First of all, it will take a few tries. Forget about figuring out what your cervical mucus is telling you for now. Just start with this one thing, perfect it, then move on to the fluid. Once you find your cervix and then combine that knowledge with observations on your fluid it is sooooo much easier to understand the stuff mother nature does down there.
Everyone says it feels like your nose. I kept looking for something like that, but never thought it felt like my nose.
For me, that first time, it was less about what the cervix felt like and more about what my vagina felt like. Honestly, I don't think I was sure I found my cervix for about three days. And here's what I'd say it felt like: pucker your lips, then press your middle finger to them. Imagine that your nose is behind that.

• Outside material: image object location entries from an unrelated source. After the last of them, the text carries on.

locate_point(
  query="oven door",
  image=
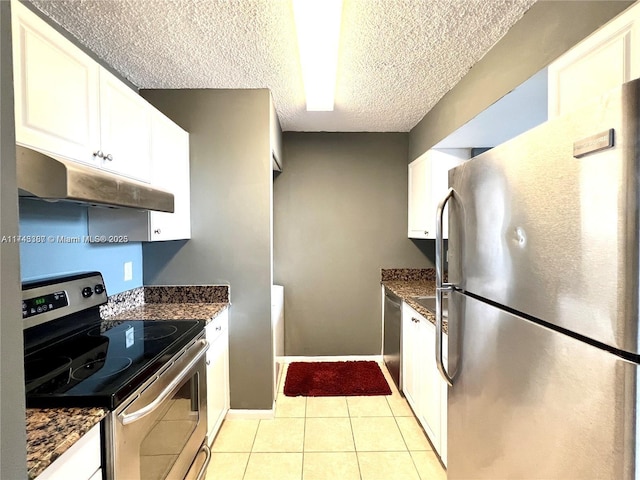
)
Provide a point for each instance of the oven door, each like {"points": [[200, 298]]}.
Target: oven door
{"points": [[157, 433]]}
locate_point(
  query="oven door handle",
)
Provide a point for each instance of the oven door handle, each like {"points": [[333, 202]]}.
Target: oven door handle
{"points": [[147, 409]]}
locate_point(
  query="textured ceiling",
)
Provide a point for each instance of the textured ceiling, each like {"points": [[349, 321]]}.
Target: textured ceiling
{"points": [[397, 57]]}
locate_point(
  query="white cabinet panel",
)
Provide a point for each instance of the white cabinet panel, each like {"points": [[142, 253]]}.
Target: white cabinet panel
{"points": [[602, 61], [422, 385], [56, 90], [125, 129], [217, 332], [428, 183], [80, 462], [170, 160]]}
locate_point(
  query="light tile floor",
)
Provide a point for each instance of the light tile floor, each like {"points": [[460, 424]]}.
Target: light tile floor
{"points": [[327, 438]]}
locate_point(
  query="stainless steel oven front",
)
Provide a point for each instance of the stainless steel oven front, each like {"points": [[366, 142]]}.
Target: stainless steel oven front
{"points": [[159, 430]]}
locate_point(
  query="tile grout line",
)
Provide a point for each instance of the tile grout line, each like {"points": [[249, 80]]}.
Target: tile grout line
{"points": [[304, 438], [353, 437]]}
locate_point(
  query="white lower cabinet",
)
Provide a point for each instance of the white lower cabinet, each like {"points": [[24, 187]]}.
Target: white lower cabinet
{"points": [[80, 462], [217, 333], [423, 387]]}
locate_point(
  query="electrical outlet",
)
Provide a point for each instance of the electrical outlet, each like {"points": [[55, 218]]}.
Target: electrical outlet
{"points": [[128, 271]]}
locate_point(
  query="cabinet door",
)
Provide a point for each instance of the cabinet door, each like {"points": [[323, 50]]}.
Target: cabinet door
{"points": [[125, 129], [428, 183], [420, 225], [217, 373], [56, 90], [80, 462], [408, 361], [604, 60], [170, 160]]}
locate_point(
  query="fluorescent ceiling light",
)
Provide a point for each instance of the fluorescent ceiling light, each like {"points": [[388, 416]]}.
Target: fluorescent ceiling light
{"points": [[318, 29]]}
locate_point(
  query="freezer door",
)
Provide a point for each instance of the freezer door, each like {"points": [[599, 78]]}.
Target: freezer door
{"points": [[531, 403], [547, 223]]}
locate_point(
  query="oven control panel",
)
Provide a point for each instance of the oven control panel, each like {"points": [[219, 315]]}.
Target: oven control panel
{"points": [[44, 303]]}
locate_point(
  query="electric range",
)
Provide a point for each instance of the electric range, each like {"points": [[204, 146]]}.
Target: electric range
{"points": [[73, 358], [149, 374]]}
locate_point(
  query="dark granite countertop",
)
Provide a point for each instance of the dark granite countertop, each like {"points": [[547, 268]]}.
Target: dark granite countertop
{"points": [[172, 311], [51, 431]]}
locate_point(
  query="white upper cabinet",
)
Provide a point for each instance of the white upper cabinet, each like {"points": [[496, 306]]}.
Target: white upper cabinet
{"points": [[170, 153], [125, 129], [170, 172], [606, 59], [56, 90], [428, 183]]}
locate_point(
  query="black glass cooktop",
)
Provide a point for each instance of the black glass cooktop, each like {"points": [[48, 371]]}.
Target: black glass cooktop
{"points": [[101, 364]]}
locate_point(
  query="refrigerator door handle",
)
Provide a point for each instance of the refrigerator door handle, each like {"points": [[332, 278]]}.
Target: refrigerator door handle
{"points": [[440, 286]]}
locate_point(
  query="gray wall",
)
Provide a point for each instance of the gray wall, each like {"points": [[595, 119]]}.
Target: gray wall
{"points": [[546, 31], [231, 224], [340, 214], [12, 420]]}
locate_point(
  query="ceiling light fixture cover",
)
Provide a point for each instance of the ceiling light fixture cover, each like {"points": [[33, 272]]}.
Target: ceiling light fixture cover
{"points": [[318, 30]]}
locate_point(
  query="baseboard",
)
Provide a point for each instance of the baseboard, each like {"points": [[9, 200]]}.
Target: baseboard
{"points": [[340, 358], [245, 414]]}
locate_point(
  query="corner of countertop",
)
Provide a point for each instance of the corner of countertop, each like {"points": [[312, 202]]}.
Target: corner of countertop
{"points": [[408, 274], [123, 302]]}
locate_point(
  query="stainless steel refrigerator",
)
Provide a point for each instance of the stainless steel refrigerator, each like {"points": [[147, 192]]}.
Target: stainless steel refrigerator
{"points": [[544, 280]]}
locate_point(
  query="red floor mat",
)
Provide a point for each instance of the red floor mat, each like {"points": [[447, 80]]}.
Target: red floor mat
{"points": [[334, 379]]}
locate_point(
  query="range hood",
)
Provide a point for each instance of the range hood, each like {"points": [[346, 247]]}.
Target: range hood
{"points": [[43, 176]]}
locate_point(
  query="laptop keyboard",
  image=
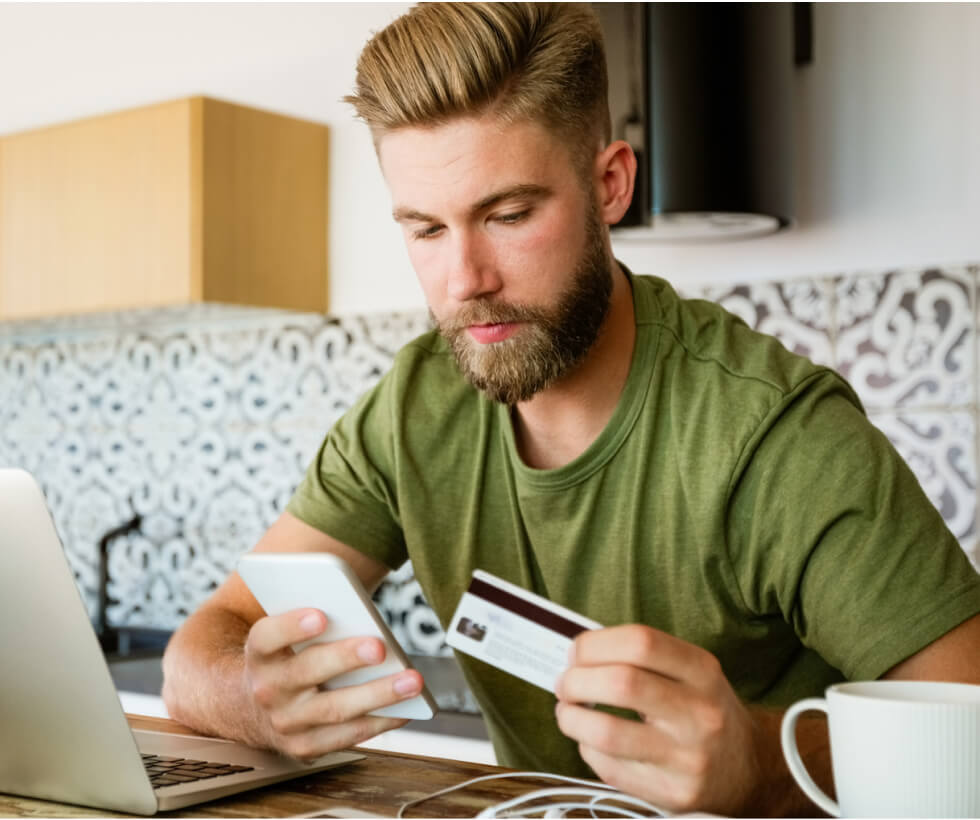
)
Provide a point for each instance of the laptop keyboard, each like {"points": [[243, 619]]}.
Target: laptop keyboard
{"points": [[173, 771]]}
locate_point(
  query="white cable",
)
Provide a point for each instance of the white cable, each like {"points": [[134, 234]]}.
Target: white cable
{"points": [[560, 809], [600, 792], [604, 795]]}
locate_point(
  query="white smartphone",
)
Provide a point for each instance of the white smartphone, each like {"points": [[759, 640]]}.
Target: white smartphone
{"points": [[282, 582]]}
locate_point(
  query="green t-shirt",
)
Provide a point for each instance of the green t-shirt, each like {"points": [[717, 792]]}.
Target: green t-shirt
{"points": [[738, 499]]}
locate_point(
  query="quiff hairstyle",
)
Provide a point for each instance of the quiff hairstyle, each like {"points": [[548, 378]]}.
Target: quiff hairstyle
{"points": [[538, 62]]}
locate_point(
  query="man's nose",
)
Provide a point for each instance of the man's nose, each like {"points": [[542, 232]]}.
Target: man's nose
{"points": [[472, 271]]}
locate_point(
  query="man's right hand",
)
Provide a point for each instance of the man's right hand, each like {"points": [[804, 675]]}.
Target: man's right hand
{"points": [[301, 720]]}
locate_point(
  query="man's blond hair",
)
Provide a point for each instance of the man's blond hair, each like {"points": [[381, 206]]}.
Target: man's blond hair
{"points": [[538, 62]]}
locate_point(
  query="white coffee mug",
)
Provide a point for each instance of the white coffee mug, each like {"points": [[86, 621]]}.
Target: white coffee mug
{"points": [[898, 749]]}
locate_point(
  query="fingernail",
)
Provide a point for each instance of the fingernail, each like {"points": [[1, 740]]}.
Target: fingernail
{"points": [[311, 623], [407, 685]]}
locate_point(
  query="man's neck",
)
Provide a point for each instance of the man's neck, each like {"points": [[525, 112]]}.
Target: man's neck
{"points": [[558, 424]]}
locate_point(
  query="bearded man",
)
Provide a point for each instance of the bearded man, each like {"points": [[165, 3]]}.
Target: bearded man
{"points": [[723, 506]]}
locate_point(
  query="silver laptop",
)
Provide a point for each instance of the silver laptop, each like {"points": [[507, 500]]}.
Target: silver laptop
{"points": [[63, 733]]}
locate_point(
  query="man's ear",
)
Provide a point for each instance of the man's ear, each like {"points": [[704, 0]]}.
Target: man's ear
{"points": [[615, 176]]}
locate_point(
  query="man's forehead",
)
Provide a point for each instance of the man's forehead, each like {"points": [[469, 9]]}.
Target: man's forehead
{"points": [[471, 163]]}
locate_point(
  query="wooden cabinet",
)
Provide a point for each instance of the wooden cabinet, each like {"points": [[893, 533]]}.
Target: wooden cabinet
{"points": [[186, 201]]}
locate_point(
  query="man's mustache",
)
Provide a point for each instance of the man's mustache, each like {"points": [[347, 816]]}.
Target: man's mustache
{"points": [[489, 313]]}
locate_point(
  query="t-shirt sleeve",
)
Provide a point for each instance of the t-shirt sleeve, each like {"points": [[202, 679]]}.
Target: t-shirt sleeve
{"points": [[828, 528], [348, 491]]}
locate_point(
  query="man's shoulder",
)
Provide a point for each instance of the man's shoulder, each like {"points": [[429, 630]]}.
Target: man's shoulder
{"points": [[707, 336]]}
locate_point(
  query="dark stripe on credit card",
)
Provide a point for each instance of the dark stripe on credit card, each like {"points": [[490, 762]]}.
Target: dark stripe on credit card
{"points": [[527, 609]]}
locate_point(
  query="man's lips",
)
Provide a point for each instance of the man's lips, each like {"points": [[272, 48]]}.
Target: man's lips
{"points": [[487, 334]]}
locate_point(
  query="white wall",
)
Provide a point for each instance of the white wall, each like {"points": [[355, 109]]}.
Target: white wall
{"points": [[888, 152], [888, 116]]}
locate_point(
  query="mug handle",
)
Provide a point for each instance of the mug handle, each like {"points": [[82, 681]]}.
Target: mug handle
{"points": [[792, 754]]}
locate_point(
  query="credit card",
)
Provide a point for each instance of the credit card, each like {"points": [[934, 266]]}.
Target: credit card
{"points": [[515, 630]]}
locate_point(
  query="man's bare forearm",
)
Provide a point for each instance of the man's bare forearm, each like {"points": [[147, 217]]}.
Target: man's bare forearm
{"points": [[779, 795], [204, 684]]}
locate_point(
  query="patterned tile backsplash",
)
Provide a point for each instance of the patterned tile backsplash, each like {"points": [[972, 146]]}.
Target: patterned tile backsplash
{"points": [[202, 419]]}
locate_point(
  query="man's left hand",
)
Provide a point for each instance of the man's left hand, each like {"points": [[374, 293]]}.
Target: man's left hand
{"points": [[694, 747]]}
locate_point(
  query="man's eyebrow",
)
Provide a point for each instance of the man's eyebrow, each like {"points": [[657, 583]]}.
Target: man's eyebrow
{"points": [[520, 191]]}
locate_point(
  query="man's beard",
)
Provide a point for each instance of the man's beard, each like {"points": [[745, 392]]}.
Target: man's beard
{"points": [[551, 341]]}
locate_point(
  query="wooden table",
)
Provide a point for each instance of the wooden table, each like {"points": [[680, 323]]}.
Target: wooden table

That is what it feels like — a really squishy nose.
Of course, your cervix will feel different at different points in your cycle. But in some sense it is always that combination of squishy cartilage. It’s just that its level of squishiness and location will change as your body prepares itself to release an egg.
Tracking your cervix is the key to unlocking the mystery of your cervix and your cervical fluid. You need to recognize what it feels like when you're not fertile in order to recognize what it feels like when you are fertile. You’ll also automatically see the type of fluid coming from your cervix when you pull your finger out, helping you better understand what your fertile fluid looks like.
When you are fertile, your cervix softens. When you aren’t, it hardens.
When you are fertile, the cervix opens and lets flow all the wonderful egg-white transparent fluid that sperm love. When you aren’t, the cervical opening is closed, there’s less fluid, and it’s often thicker, whiter, and almost clumpy.
When you are fertile, the position of your cervix in your vagina changes, moving higher (and sometimes harder to reach with your finger — take note of this, it can be extremely helpful to know about your body). When you aren’t fertile, your cervix is lower in the vagina and easier to locate.
So take a moment and get to know yourself. When you think you've found your cervix, press on it. Your vagina is squishy and soft. Your cervix will be the only thing you find in there that is like a solid (yet also squishy) surface. Even when it's in the "hard" stage, it is still kind of rubbery and squishy.
Keep checking your cervix at the same time every day. If you have an idea of when you are supposed to ovulate, keep it in mind but don't let that be your only guide. The standard doctor response is that it is 14 days after the start of your period. Remember, this is if you are a regular gal on a 28-day cycle. For my first year of trying to get pregnant after getting off of birth control, I was all over the map. One cycle was 30 days, one was 26, the next was 32.